Até recentemente existiam no Brasil apenas dois projetos de poder sólidos. De um lado, o do PSDB, que governou o país entre 1995 e 2002, promovendo a estabilização da moeda e controlando a inflação. Do outro, o do PT, que ocupou a Presidência da República por quase catorze anos, entre 2003 e 2016, dando destaque aos programas sociais, que retiraram um contingente importante da população da linha da miséria. Durante mais de vinte anos, ainda que outras forças despontassem nos estados e na cena nacional, a política brasileira era basicamente uma alternância entre aquelas duas legendas. Aí veio a Lava-Jato — e tudo mudou. A operação, que começou em um posto de gasolina em Brasília, se expandiu para crimes de corrupção na Petrobras. Resultado: primeiro, destroçou o PT; depois, alvejou o PSDB (ainda que os petistas tenham sido campeões nos descalabros revelados). A monumental desesperança com as forças políticas até então dominantes abriu caminho para a eleição de Jair Bolsonaro, considerado um nome novo, embora já tivesse três décadas de (apagada) atuação como deputado federal.
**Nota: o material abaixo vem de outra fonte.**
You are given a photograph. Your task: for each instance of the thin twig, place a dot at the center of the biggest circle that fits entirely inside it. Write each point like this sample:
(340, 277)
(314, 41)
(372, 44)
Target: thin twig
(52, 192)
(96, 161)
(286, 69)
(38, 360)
Apesar do pouco tempo no olimpo nacional, é inegável que o presidente eleito representa hoje uma corrente importante. Seus valores e frases são repetidos por milhares de seguidores nas redes sociais. Os bolsonaristas, no entanto, não se limitam a manifestações no mundo virtual; encaram também o mundo real, saindo às ruas para defender suas causas — algumas justas e necessárias; outras, ensandecidas. Goste-se ou não, o bolsonarismo se tornou um verbete incontornável no dicionário político brasileiro.
Entre cabeçadas e defecções, o jovem movimento vinha até aqui caminhando em bloco nas questões fundamentais. É verdade que alguns generais caíram, olavistas perderam o emprego e apoiadores viraram inimigos. Nada disso, porém, representou uma ameaça tão grande à coesão do grupo quanto a cisão que hoje se forma no coração do bolsonarismo. A razão? Novamente a Lava-Jato. Não mais a operação conjunta entre Ministério Público e Polícia Federal, e sim o seu desdobramento na política — o chamado “lavajatismo”. Logo após o primeiro turno, os lavajatistas abraçaram o capitão e, entre outros novos apoios, ajudaram a pavimentar sua vitória. Oito meses e meio depois, a despeito das constantes fotografias do ministro da Justiça, Sergio Moro — o herói do lavajatismo —, com o presidente Jair Bolsonaro lado a lado, os estranhamentos são cristalinos.
A briga que neste momento semeia discórdia entre os dois grupos gira em torno da CPI da Lava-Toga, uma criação da tropa que idolatra Moro e cujo objetivo é constranger os ministros do STF. Entretanto, os desencontros têm sido constantes — da saída do Coaf da pasta da Justiça à indicação de Augusto Aras para a PGR. Em tom quase messiânico, os lavajatistas gostam de dizer que suas posições são uma espécie de guerra santa contra a corrupção. Na verdade, trata-se de uma disputa pelo controle do Estado, tendo como pano de fundo a eleição de 2022. O lavajatismo vibra com o nome de Sergio Moro, uma candidatura que, na visão deles, não carregaria o peso das denúncias contra o clã Bolsonaro. O presidente, por sua vez, já percebeu que o ex-juiz tem uma agenda própria em Brasília e declarou que tentará a reeleição. Há quem ainda sonhe com uma chapa Bolsonaro-Moro daqui a três anos, como mostra a reportagem que começa na página 34. Difícil. Os interesses conflitantes não devem arrefecer nos próximos meses. Mas política, como ensinava o ex-governador mineiro Magalhães Pinto, “é como nuvem: você olha e ela está sempre mudando”. Não há dúvida. O céu do bolsonarismo começou a se mexer.